OpenBazaar (Discussion)

  • Not an endorsement. Posting for social discussion. Add this to Pandora’s box!

This appears to be the love child of Bittorrent, Tor, blockchain tech, cryptocurrency, and Craigslist. This looks like “Silk Road easymode for the masses” … What do you all think? I can see the pros and cons. Power stuff.

Put your tinfoil hats on :tinfoilhat: and read over their website, using the lens of “what could the social implications like this be? Is/was this inevitable?”

https://github.com/openbazaar

https://openbazaar.zendesk.com/hc/en-us/categories/200225659-FAQ

  • This appears to take a page from bittorrent tech, (i.e. the developer of bittorrent is not responsible for what other people use torrent for. (In this case, buy and sell).
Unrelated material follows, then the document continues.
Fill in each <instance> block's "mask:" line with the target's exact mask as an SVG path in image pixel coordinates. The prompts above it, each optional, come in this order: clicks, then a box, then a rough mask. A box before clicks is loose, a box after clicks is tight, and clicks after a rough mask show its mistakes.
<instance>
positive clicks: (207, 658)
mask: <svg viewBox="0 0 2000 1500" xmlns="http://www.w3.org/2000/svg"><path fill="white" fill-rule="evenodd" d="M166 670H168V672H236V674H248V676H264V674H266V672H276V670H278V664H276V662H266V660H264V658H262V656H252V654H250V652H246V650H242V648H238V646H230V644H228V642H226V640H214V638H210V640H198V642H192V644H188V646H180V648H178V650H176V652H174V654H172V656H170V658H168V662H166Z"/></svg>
  • Appears to be an ICO planned and a white paper that is in progress

https://www.openbazaar.org/blog/openbazaar-tokens-smart-contracts

OpenBazaar is a program that connects buyers and sellers directly in order to exchange goods and services for Bitcoin. OpenBazaar is not a website or organization and there is no central authority that controls trade on the decentralized network. This is how you can use OpenBazaar with no marketplace fees, no data collection, and no censorship; there is no middleman involved at all.

Because OpenBazaar has no central authority, there’s no one to kick scammers out of the platform. However, OpenBazaar users are given several tools to make their trade more secure.
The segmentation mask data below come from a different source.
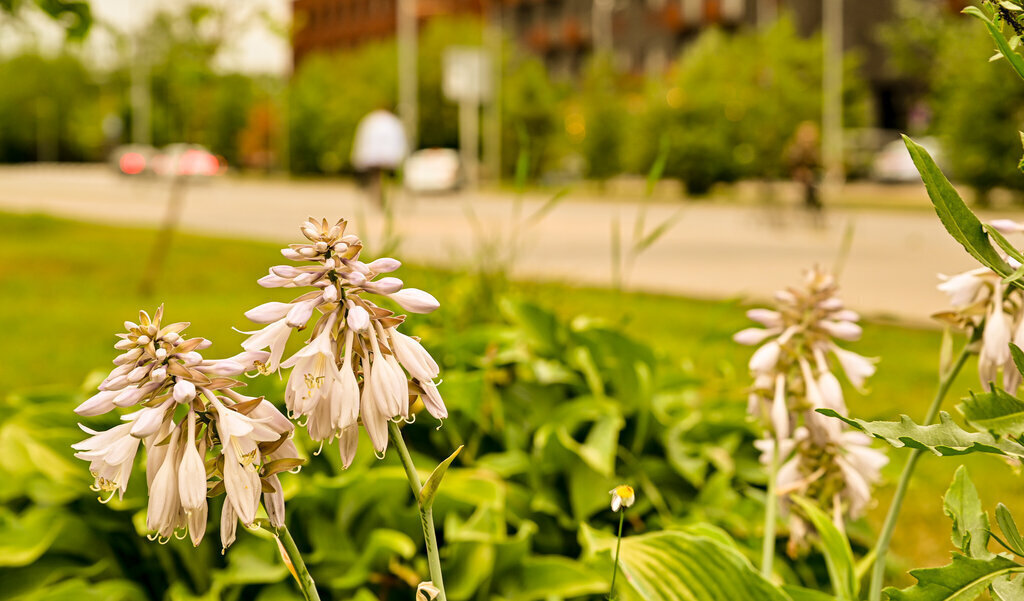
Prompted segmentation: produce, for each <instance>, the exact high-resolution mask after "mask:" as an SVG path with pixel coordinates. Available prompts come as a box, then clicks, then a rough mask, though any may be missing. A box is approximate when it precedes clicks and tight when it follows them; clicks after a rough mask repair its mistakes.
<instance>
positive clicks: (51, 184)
mask: <svg viewBox="0 0 1024 601" xmlns="http://www.w3.org/2000/svg"><path fill="white" fill-rule="evenodd" d="M902 194H904V195H905V194H906V192H905V191H903V192H902ZM167 197H168V183H167V182H166V181H159V180H152V179H130V178H125V177H121V176H118V175H116V174H114V173H113V172H111V171H110V170H109V169H108V168H105V167H101V166H67V167H66V166H25V167H0V210H3V211H11V212H19V213H45V214H50V215H55V216H59V217H66V218H72V219H81V220H85V221H93V222H102V223H116V224H130V225H148V226H153V225H155V224H156V223H158V222H159V221H160V220H161V219H162V217H163V214H164V208H165V203H166V201H167ZM547 198H548V197H545V196H537V195H528V196H527V197H526V198H524V199H523V201H522V203H521V214H522V215H523V216H527V215H530V214H531V213H534V212H535V211H536V210H538V209H539V208H540V207H541V206H543V205H544V203H545V201H546V200H547ZM920 199H921V203H920V204H922V205H924V206H927V197H925V194H924V187H923V186H922V187H921V190H920ZM914 204H916V203H914ZM515 205H516V202H515V197H514V196H513V195H511V194H499V192H481V194H479V195H476V196H472V197H471V196H469V195H465V196H443V197H421V198H410V197H408V196H407V195H402V194H398V195H396V198H395V207H396V210H395V215H396V219H395V229H396V232H397V234H398V235H399V237H400V240H401V246H400V250H399V251H398V252H396V253H395V254H396V255H398V256H399V257H400V258H402V259H403V260H406V261H410V262H419V263H426V264H434V265H440V266H452V267H459V266H463V265H469V264H472V263H473V261H474V258H475V257H477V256H478V249H479V248H480V242H479V241H480V240H481V239H483V240H485V241H487V244H495V243H497V242H498V241H500V240H506V239H507V237H508V234H509V233H510V223H512V222H513V218H512V216H513V214H514V211H515V209H514V208H515ZM640 206H641V204H640V203H639V202H638V201H634V202H630V201H628V200H620V199H617V198H616V199H614V200H609V199H607V198H593V197H592V198H588V192H577V194H572V192H570V194H569V196H568V197H567V198H566V200H565V201H564V202H562V203H561V204H560V205H558V206H557V207H555V208H554V210H553V211H551V212H550V213H549V214H548V215H547V216H546V217H545V218H544V219H542V220H540V221H539V222H538V223H537V224H536V225H534V226H532V227H530V228H527V229H524V230H523V231H522V233H521V238H520V246H519V248H520V251H519V253H518V256H517V258H516V261H515V266H514V274H515V275H516V276H517V277H520V278H523V277H537V278H541V280H548V281H551V280H557V281H561V282H566V283H570V284H581V285H590V286H599V287H600V286H609V285H610V273H611V244H612V243H611V240H612V237H611V230H612V224H613V223H614V222H615V221H616V220H617V221H618V223H620V224H621V228H622V232H623V246H624V248H629V245H630V241H631V240H632V232H633V229H634V222H635V219H636V216H637V214H638V211H639V210H640ZM470 210H471V212H472V213H474V214H475V216H476V220H477V222H478V225H476V226H474V225H472V224H471V223H472V221H471V219H470V217H469V216H468V215H469V213H470ZM677 213H679V220H678V222H677V223H676V224H675V226H674V227H672V228H671V229H670V230H669V231H668V232H667V233H666V234H665V235H664V237H663V238H662V239H660V240H658V241H657V242H656V243H655V244H654V245H653V246H651V247H650V248H649V249H648V250H647V251H646V252H645V253H644V254H642V255H641V256H640V257H639V259H638V260H637V261H636V263H635V265H634V267H633V269H632V271H631V272H629V273H628V288H630V289H633V290H641V291H646V292H656V293H668V294H679V295H685V296H690V297H697V298H711V299H720V298H732V297H737V296H745V297H750V298H751V299H753V300H757V299H762V298H767V297H768V296H769V295H770V294H771V293H772V291H774V290H776V289H778V288H781V287H783V286H787V285H793V284H797V283H799V281H800V276H801V272H802V270H803V269H804V268H806V267H808V266H810V265H812V264H814V263H819V264H824V265H831V264H833V263H834V262H835V260H836V257H837V255H838V251H839V248H840V246H841V244H842V239H843V235H844V232H845V230H846V228H847V227H848V225H852V227H853V228H854V237H853V242H852V246H851V250H850V254H849V257H848V258H847V261H846V265H845V267H844V270H843V273H842V278H841V283H842V285H843V296H844V298H845V299H846V300H847V303H848V304H849V305H850V306H851V307H853V308H855V309H858V310H860V311H862V312H864V313H867V314H872V315H874V316H883V317H889V318H898V319H901V320H907V321H912V323H919V324H925V323H928V315H929V314H931V313H933V312H935V311H937V310H941V309H942V308H944V307H945V299H944V297H943V295H941V294H939V293H938V292H937V291H936V290H935V285H936V283H937V280H936V273H937V272H945V273H953V272H957V271H961V270H965V269H968V268H971V267H973V266H974V265H973V262H972V260H971V259H970V258H969V257H968V256H967V254H966V253H965V251H964V250H963V249H962V248H959V247H958V246H957V245H956V244H955V243H954V242H953V241H952V240H951V239H950V238H949V237H948V235H947V234H946V232H945V231H944V230H943V228H942V226H941V224H940V223H939V220H938V219H937V218H936V217H935V215H934V213H932V212H931V211H892V210H878V209H869V208H862V209H852V208H848V207H843V208H838V209H835V210H831V211H828V212H827V213H826V215H825V219H824V223H823V224H822V225H821V226H820V227H815V226H814V225H813V224H812V221H811V219H810V218H809V217H808V216H807V215H806V214H804V213H803V212H801V211H799V210H796V209H793V208H790V207H788V206H787V205H777V206H775V207H773V208H772V209H770V210H769V208H767V207H764V206H757V205H750V204H745V205H744V204H712V203H683V202H679V203H666V202H656V203H651V204H649V205H648V207H647V214H646V224H647V229H648V230H650V229H651V228H652V227H654V226H655V225H656V224H658V223H660V222H662V221H664V220H666V219H668V218H670V217H672V216H673V215H675V214H677ZM307 216H315V217H321V216H327V217H328V219H331V220H333V219H337V218H339V217H345V218H348V219H349V220H350V221H351V226H350V228H351V231H354V232H357V233H358V234H359V235H360V237H361V238H364V240H366V241H367V242H368V245H369V246H371V247H373V245H375V243H379V242H380V240H381V239H380V235H381V231H382V229H383V227H384V219H383V218H382V216H381V215H380V214H379V213H378V212H377V211H376V210H375V209H374V207H373V205H372V204H371V203H369V202H368V201H367V199H366V198H365V197H364V196H362V195H361V192H360V191H359V190H358V189H357V188H356V187H354V186H353V185H351V184H348V183H345V182H333V181H288V180H276V179H251V178H222V179H217V180H213V181H208V182H200V183H197V184H195V185H189V186H188V188H187V192H186V196H185V205H184V211H183V214H182V218H181V224H182V229H185V230H188V231H194V232H201V233H210V234H215V235H220V237H228V238H243V239H254V240H265V241H272V242H278V243H287V242H296V241H297V240H298V239H299V238H301V237H300V235H299V233H298V229H297V227H298V225H299V224H300V223H301V222H302V220H304V219H305V218H306V217H307ZM0 233H2V232H0ZM503 237H504V238H503ZM53 242H54V244H55V245H59V242H58V241H53ZM67 251H69V252H74V250H73V249H67Z"/></svg>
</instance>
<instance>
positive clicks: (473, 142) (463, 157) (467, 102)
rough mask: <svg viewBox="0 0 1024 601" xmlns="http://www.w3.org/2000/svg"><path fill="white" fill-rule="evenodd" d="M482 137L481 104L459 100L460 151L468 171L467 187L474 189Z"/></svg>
mask: <svg viewBox="0 0 1024 601" xmlns="http://www.w3.org/2000/svg"><path fill="white" fill-rule="evenodd" d="M479 137H480V104H479V102H477V101H475V100H467V99H463V100H460V101H459V151H460V154H461V156H462V166H463V169H464V170H465V173H466V187H467V188H469V189H473V188H475V187H476V183H477V181H478V171H479V169H478V166H479V156H480V151H479Z"/></svg>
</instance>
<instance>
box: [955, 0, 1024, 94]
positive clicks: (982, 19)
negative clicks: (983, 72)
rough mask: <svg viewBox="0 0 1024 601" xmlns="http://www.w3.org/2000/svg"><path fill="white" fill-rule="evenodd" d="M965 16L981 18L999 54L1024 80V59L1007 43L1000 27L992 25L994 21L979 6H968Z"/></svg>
mask: <svg viewBox="0 0 1024 601" xmlns="http://www.w3.org/2000/svg"><path fill="white" fill-rule="evenodd" d="M963 12H964V14H970V15H972V16H976V17H978V18H980V19H981V20H982V22H983V23H984V24H985V27H986V28H987V29H988V34H989V35H990V36H992V40H994V41H995V47H996V48H998V49H999V52H1000V53H1001V54H1002V55H1004V56H1006V57H1007V60H1008V61H1009V62H1010V66H1011V67H1013V68H1014V71H1016V72H1017V75H1019V76H1020V77H1021V79H1024V59H1022V58H1021V57H1020V55H1019V54H1017V53H1016V52H1014V50H1013V48H1011V47H1010V42H1008V41H1007V38H1006V36H1004V35H1002V32H1001V31H1000V30H999V27H998V26H996V25H995V24H994V23H992V19H990V18H988V16H987V15H986V14H985V13H984V12H982V11H981V10H980V9H979V8H978V7H977V6H968V7H967V8H965V9H964V10H963Z"/></svg>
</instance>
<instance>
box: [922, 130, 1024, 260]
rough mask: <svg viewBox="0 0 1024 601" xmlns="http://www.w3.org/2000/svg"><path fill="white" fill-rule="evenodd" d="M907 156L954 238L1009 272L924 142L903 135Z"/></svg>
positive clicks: (976, 220) (931, 199) (939, 218)
mask: <svg viewBox="0 0 1024 601" xmlns="http://www.w3.org/2000/svg"><path fill="white" fill-rule="evenodd" d="M903 142H904V143H905V144H906V148H907V151H909V153H910V158H911V159H912V160H913V164H914V166H915V167H916V168H918V172H919V173H921V179H922V180H923V181H924V182H925V189H926V190H927V191H928V198H930V199H931V200H932V205H933V206H934V207H935V212H936V214H938V216H939V220H941V221H942V225H944V226H945V228H946V231H948V232H949V234H950V235H952V237H953V240H955V241H956V242H958V243H961V245H963V246H964V248H965V249H966V250H967V252H968V253H969V254H970V255H971V256H972V257H974V258H975V259H978V260H979V261H980V262H981V263H982V264H983V265H985V266H986V267H988V268H990V269H992V270H993V271H995V272H996V273H998V274H999V275H1002V276H1007V275H1010V274H1011V272H1012V269H1011V268H1010V265H1008V264H1007V262H1006V261H1005V260H1002V257H1000V256H999V255H998V253H996V252H995V249H993V248H992V245H991V243H990V242H989V240H988V235H987V234H986V233H985V231H984V229H983V228H982V226H981V221H980V220H979V219H978V217H976V216H975V214H974V213H973V212H972V211H971V209H969V208H968V206H967V205H966V204H965V203H964V201H963V199H961V198H959V195H958V194H956V189H955V188H953V186H952V184H951V183H949V180H948V179H946V176H945V175H943V174H942V171H941V170H940V169H939V166H938V165H936V164H935V161H934V160H932V157H931V156H930V155H929V154H928V151H926V149H925V147H924V146H922V145H921V144H919V143H916V142H914V141H913V140H911V139H910V138H908V137H907V136H905V135H904V136H903Z"/></svg>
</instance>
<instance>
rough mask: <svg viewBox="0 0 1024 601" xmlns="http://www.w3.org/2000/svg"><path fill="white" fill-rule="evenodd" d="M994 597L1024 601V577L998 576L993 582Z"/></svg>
mask: <svg viewBox="0 0 1024 601" xmlns="http://www.w3.org/2000/svg"><path fill="white" fill-rule="evenodd" d="M992 599H994V600H995V601H1024V577H1022V576H1017V577H1016V578H1013V579H1011V578H1010V577H1001V578H997V579H996V581H995V582H993V583H992Z"/></svg>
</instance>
First, buyers can leave reviews on vendors. If a vendor has multiple negative reviews, you should be wary. Also, consider contacting a vendor before making a purchase to confirm they are responsive, both within OpenBazaar and through other means they may provide, such as email.

Next, buyers can choose to use escrow for transactions to help protect their payments. Instead of paying Bitcoin directly to the vendor, you can choose a moderated payment, which goes into an escrow account that can only be accessed then two out of three parties in the trade agree. The buyer and vendor are the first two parties, and they mutually agree to the third party, called a moderator. If the trade goes through normally, then buyer and seller both agree to release the funds and the vendor gets paid as normal. If something goes wrong and either party opens a dispute, then the moderator will step in and provide dispute resolution, releasing the funds to the winning party.

This moderation system means that - as long as the moderator is reliable - scams should be entirely avoidable. It’s important to pick a moderator that is trustworthy.